Pierre will be here pretty soon to resume work on the bathroom overhaul. We've been without a shower or bath for the last three weeks or so. The house is a mess. No point in trying to clean things up in the middle of construction. 
 My brother  recommended Pierre for the job, and I'm glad we hired him to do it. The last two rebuilds were done half-assed. There was a lot of repair needed on the sub flooring, and the construction had been done all mickey moused. Pierre is a craftsman; he does quality work. 
Even so, I'll be glad to see an end to it. I've been showering with the garden hose in the back yard. It kind of works. Leave the hose out in the sun all afternoon, and I get just enough hot water to clean up. Too, I've been feeling like crap ever since the middle of June. Had some some respiratory congestion. Doc gave me cortisone and an inhaler. It was impetus to finally hang up my guns on smoking weed. Just as well. The bud has been an ally for a very long time, but it was wearing out its welcome. Used to be a tweet in the morning lit up my creative energies, and kept me focused on task. But it was losing the magic, and by mid afternoon I was just feeling stoned out. I found myself saying, "I'm just sick of this shit." 
But over a month has passed, and my energy and stamina are still way too low. Kaiser isn't much help. I can chalk some of it up to just being seventy, but only some of it.
 
I've been working hard on the Lost Canyon stuff again. I finished the Lost Era slideshow movie using the Movavi program. Last Saturday, I premiered the film at the Whittier Museum during the closing reception for The Hills Are Alive art show. It went over very well. More on this in a subsequent post.
 
I'll wind up with a few pictures of the Smallstone Project.
 



 
 I started in on the finishing yesterday.
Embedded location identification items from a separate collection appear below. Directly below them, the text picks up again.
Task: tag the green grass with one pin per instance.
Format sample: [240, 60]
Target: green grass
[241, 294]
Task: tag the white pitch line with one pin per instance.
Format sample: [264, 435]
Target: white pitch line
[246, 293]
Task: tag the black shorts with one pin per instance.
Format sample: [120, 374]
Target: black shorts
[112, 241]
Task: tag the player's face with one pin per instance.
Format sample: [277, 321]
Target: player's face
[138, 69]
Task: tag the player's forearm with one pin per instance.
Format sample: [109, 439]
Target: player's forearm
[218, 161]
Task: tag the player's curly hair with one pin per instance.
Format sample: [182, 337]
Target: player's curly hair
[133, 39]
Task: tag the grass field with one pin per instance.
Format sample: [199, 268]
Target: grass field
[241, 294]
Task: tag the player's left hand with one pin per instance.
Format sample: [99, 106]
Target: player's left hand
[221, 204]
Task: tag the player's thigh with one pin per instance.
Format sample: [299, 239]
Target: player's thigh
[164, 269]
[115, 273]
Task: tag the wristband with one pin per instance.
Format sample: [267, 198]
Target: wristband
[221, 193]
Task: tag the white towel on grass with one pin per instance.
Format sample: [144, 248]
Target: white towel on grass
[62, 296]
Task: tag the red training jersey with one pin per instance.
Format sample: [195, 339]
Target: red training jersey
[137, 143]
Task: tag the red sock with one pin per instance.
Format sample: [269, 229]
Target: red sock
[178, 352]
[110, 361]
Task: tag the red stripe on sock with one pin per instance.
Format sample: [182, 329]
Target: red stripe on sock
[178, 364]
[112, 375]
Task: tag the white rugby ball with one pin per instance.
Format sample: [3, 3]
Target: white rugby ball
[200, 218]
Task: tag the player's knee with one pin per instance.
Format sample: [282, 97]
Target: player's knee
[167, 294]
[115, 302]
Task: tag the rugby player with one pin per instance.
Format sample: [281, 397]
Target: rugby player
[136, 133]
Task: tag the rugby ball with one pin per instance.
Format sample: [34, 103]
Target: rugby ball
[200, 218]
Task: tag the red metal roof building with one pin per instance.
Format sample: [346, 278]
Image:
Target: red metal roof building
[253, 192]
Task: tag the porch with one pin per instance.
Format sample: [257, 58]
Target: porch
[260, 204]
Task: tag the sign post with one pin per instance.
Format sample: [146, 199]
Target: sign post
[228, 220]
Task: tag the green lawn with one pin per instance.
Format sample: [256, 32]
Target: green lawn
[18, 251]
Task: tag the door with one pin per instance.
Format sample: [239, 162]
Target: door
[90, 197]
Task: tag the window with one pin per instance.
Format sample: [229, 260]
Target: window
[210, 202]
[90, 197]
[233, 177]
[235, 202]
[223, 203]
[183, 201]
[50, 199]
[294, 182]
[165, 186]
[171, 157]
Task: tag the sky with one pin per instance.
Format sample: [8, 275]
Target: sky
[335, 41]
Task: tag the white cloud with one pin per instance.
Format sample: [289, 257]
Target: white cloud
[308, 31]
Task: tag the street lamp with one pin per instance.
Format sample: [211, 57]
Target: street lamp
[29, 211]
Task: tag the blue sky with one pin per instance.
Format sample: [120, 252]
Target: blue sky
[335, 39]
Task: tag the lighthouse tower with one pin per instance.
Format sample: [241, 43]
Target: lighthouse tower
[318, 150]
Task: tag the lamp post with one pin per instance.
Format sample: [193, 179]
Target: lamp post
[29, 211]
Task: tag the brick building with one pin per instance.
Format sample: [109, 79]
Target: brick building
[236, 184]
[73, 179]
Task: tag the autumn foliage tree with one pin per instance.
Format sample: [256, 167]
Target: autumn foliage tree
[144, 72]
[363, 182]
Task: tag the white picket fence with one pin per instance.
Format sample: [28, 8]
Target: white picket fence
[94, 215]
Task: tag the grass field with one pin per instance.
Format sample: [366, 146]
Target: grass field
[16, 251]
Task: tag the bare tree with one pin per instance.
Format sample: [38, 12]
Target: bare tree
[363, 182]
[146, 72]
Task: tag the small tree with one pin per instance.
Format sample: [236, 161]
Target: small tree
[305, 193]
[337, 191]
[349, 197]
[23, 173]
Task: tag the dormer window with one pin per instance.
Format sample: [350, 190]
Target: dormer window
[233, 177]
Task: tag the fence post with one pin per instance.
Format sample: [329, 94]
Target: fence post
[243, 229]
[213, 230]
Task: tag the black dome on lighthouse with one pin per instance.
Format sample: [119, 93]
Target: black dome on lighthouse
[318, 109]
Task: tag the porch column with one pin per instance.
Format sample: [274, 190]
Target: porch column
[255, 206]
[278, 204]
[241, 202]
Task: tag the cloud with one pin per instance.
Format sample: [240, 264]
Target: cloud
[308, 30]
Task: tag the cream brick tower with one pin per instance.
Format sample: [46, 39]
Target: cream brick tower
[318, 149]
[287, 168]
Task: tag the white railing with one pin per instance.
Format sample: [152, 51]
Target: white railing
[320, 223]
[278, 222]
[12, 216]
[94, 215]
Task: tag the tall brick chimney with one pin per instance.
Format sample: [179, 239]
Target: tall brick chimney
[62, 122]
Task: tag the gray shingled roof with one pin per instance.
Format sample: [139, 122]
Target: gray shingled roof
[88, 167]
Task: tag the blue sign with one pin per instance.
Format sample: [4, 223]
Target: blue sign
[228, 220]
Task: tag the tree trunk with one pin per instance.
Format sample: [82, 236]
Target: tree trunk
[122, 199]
All in all I'm very pleased with the work. What started out as a kind of goof-around improvisational effort has turned into one of my better pieces. Pierre likes it well enough that he's taking it home with him when it's done. My first really for real sale! Not bad at all.
I'll wind up with this final note. I will resume regular posting here, and try to get some kind of baloney posted up at the very least once a week. I'm bailing out on the most detestable site on earth, Facebarf, and I want to be able to trade a few notes with my on-line friends without that human hemorrhoid Zuckerbarf's AI looking over my shoulder for wrongthink. 
With that. Be well, and have a blessed day.